Major OpenPGP/GPG and S/MIME Email Encryption Vulnerability Puts Private Data at Risk

A team of cybersecurity researchers from universities in Germany and Belgium reported about a newly discovered vulnerability in the OpenPGP/GPG and S/MIME email encryption software. The flaw affects the vast majority of email users as it exposes to cyber-attacks the email plugins in the most popular clients, including Apple Mail with GPGTTools, Thunderbird with Enigmail, and Outlook with Gpg4win. In the middle of last month, the team of researchers published an in-depth analysis of the bug, whereby the vulnerability and the potential exploits based on it have been named EFAIL.

A Twitter post appeared as well where the Professor of computer security Sebastian Schinzel from Muenster University of Applied Sciences warned about the potential dangers resulting from this vulnerability, appealing to all users who use the affected encryption methods to disable them immediately and to switch to alternative solutions. Another, more reliable, system for data encryption could be messaging platforms like Signal, for example.

According to the academic whitepaper describing the bug, attacks based on the EFAIL exploits use vulnerabilities in the PGP and S/MIME standards. In short, EFAIL attacks reveal the plain text of encrypted emails through requested URLs by abusing active content of HTML emails, like externally loaded styles or images. In order to conduct the attacks, the hackers create exfiltration channels by getting access to the targeted encrypted data. The attacks can be done by compromising email servers, backup systems, client computers or email accounts, as well as by eavesdropping on network traffic. Potential attackers could exploit the PGP and S/MIME vulnerabilities to get access not only to the plain text of encrypted emails but also to some content sent in the past.

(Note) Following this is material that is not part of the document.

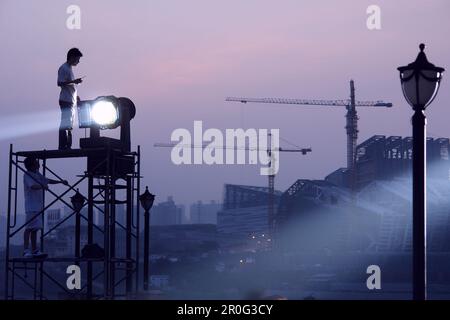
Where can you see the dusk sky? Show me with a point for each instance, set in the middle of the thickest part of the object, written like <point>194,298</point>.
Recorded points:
<point>178,60</point>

The researchers point out that it could take some time until the affected email encryption standards get updated. For now, in order to protect users, the Electronic Frontier Foundation advises that the tools for automatic decryption of emails encrypted through the PGP standard should be immediately disabled and uninstalled. This is only a temporary measure to prevent possible EFAIL attacks from being executed, and users could recover the old configuration as soon as patches for the known vulnerabilities are released.